Мне совсем не понравилось. На самом деле я хочу обычной любви, как любая другая женщина на планете. Я хочу, чтобы мужчины стояли передо мной на коленях с голубыми коробочками от «Тиффани» в руках. Так что же я делаю в этом паршивом отеле с Фрэнком, который надевает на меня наручники?
«Наверно, что-то тебе в этом нравится», — сказал бы мой психиатр, вынув изо рта не зажженную трубку (он пытался бросить курить).
Окажись на моем месте другая девчонка, я посоветовала бы ей просто встать и уйти и никогда об этом не жалеть. Но когда это происходит не с кем-то, а с тобой, все гораздо сложнее. Поведение Фрэнка можно объяснить несколькими причинами:
а) он парень слабый, неуверенный в себе, и, связав женщину, он чувствует себя — пусть всего на минуту — хозяином (вызывает жалость, сентиментальную нежность);
б) он плевать на меня хотел, ему нечего терять (оскорбительно);
в) я ему симпатична и он думает, что наручники мне в кайф (мечтательность ненаказуема);
г) с моей личностью это совершенно никак не связано, на моем месте могла оказаться любая другая (тяжелый удар);
д) все это одна большая шутка — ха! Ха!
Спала отвратительно. Едва продрав утром глаза, немедленно засыпала в кофеварку «Максвелл Хаус», потом откупорила мерло и сделала большой глоток прямо из бутылки. Фрэнк на кровати в позе восточного паши наслаждается сигаретой.
Сама знаю, мы с ним — два жалких идиота, но в тот момент мне кажется, что выглядим мы круто, как в кино.
Мерло на самом деле — этап моей подготовки к лыжным состязаниям. Кое-кто считает, что к спиртному прибегают от трусости, но, по-моему, иногда совсем не помешает хлебнуть для храбрости. Сегодня я намерена на спусках заткнуть Фрэнка за пояс и слегка нервничаю. Фрэнк же выглядит совершенно невозмутимо.
Наврав, что иду в вестибюль за картами и информацией, я выскакиваю в коридор, пропахший табачным дымом, и как угорелая несусь по ковру в поисках ванной.

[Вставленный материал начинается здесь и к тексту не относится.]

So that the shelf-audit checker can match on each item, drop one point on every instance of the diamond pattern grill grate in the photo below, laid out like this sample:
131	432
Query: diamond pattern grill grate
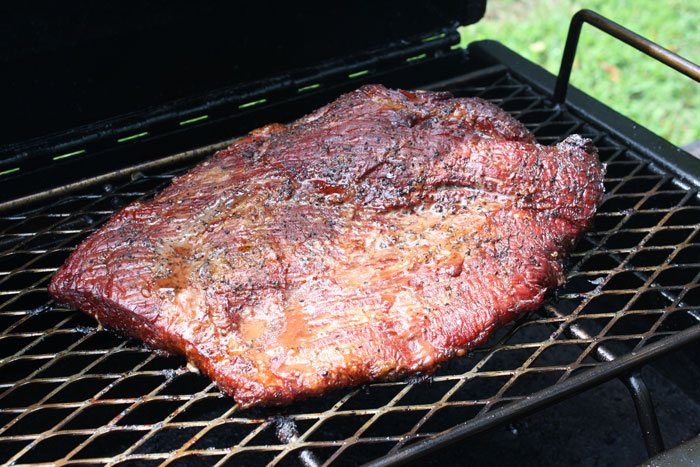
71	392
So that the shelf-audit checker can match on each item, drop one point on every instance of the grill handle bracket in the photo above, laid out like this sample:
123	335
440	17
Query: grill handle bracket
640	43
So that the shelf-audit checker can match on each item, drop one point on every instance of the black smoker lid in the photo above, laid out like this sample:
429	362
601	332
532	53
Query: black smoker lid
70	63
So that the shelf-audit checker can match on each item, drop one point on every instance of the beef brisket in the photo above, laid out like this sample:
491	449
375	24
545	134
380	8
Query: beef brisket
376	237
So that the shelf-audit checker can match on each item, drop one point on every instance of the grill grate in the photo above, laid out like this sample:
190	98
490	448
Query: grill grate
72	392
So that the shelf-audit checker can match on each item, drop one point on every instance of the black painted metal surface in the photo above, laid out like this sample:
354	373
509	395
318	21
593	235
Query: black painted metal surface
71	391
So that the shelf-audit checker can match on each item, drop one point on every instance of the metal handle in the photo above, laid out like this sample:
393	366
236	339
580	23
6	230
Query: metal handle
650	48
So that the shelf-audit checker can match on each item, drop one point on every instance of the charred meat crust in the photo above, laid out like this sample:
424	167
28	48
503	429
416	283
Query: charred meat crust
376	237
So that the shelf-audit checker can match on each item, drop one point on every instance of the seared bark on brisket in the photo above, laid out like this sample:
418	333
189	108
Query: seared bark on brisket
376	237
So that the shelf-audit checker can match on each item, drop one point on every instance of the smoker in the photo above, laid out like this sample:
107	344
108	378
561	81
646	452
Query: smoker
104	105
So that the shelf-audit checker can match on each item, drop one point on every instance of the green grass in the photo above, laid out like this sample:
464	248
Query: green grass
635	85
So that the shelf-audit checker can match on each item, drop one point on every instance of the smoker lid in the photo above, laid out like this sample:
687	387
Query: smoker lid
69	63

Когда через двадцать минут я возвращаюсь в номер, Фрэнк смотрит мультики, устроившись на краю кровати. Одет он черт знает во что: мешковатые солдатские штаны, хлопчатобумажная водолазка и джинсовая куртка.
— Нашла? — спрашивает он.
— Что нашла? — откликаюсь я.
— Карты.
— Ах да, карты. Нет, у них не было. — И, чтобы разрядить обстановку: — А ты не замерзнешь?
— Не-а, — тянет Фрэнк, не отводя глаз от телевизора и рассеянно почесывая щетину.
Такое наплевательское отношение к одежде до добра не доведет, это точно. Каждый истинный любитель природы знает, что нужно всегда быть готовым к худшему. На открытом воздухе быстро избавляешься от иллюзий, что кататься в джинсах или армейских штанах — стильно, что хлопок — модная ткань. Слои и слои одежды! Много слоев из материалов, природе не известных. Если вы заблудитесь в горах, они оградят вас от холодной сырости, спасут от медленной (хотя, как я слышала, не такой уж неприятной) смерти.
Не без самодовольства я приступаю к процедуре облачения. Поверх теплого нижнего белья надеваю кучу одежек из синтетики и наконец натягиваю толстые лыжные штаны с дополнительной защитой на заду и на коленях («Гортекс», моя гордость), куртку с карманами на молнии и вязаный ободок вместо шапки.